La convivencia social es mejor cuando personas y grupos no reciben beneficios indebidos, pero sí castigos merecidos. La homogeneidad de experiencias —la mayoría comparte rituales y, en teoría, coincide en colegios, universidades, clubes y un servicio nacional parecidos—, y el que los que vigilan, castigan, administran el bien común y legislan por encargo nuestro son imparciales y predecibles, ayuda mucho.
Así importa cultivar una reputación en la búsqueda de nuestros objetivos. Sabemos que el suelo está igualmente parejo para todos y aunque no lograremos todos nuestros proyectos, no será así siempre, tampoco lo contrario.
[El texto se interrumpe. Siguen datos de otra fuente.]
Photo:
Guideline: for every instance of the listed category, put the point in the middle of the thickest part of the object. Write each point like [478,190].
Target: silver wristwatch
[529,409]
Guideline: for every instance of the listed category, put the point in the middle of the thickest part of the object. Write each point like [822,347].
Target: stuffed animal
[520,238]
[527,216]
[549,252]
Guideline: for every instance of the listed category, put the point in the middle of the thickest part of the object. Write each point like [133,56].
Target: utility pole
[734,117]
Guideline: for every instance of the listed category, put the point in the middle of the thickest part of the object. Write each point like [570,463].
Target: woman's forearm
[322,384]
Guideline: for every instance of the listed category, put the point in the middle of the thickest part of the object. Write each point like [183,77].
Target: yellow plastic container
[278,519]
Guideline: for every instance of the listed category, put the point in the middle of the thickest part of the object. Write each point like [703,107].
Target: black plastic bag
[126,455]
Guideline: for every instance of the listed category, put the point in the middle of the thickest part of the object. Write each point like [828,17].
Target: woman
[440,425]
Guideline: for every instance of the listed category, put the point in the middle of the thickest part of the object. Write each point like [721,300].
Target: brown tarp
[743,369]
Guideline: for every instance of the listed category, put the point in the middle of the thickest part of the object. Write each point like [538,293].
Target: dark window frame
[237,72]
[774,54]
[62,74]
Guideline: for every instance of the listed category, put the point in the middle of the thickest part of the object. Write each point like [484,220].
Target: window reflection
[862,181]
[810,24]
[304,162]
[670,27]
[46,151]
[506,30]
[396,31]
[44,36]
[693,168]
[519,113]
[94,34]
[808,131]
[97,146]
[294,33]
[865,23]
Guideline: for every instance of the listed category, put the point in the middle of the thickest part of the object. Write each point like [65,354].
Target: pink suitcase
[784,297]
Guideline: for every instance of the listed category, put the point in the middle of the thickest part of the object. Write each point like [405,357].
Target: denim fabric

Hasta en un panal de abejas hay tramposos. En el organismo, las neoplasias son tramposas. En ambos casos hay policías que los destruyen, pero pueden ser seducidos. No tanto como los humanos: 16% los sobornan anualmente.
En el Perú somos tan desiguales —en este caso no me refiero a dinero—, nos encontramos tan pocas veces en lugares comunes, tenemos tan pocos referentes compartidos, que somos connacionales, pero no conciudadanos.
En ese contexto, la corrupción se convierte en un sistema que se reproduce de manera estable y es aceptado resignadamente porque le da un poquito a personas que no tienen nada que ver unas con las otras. Un cáncer que afecta a todos y mata a muy pocos. Ese es un frente del que no se habla, pero que es enormemente importante. Tanto como la ansiada reforma de la justicia.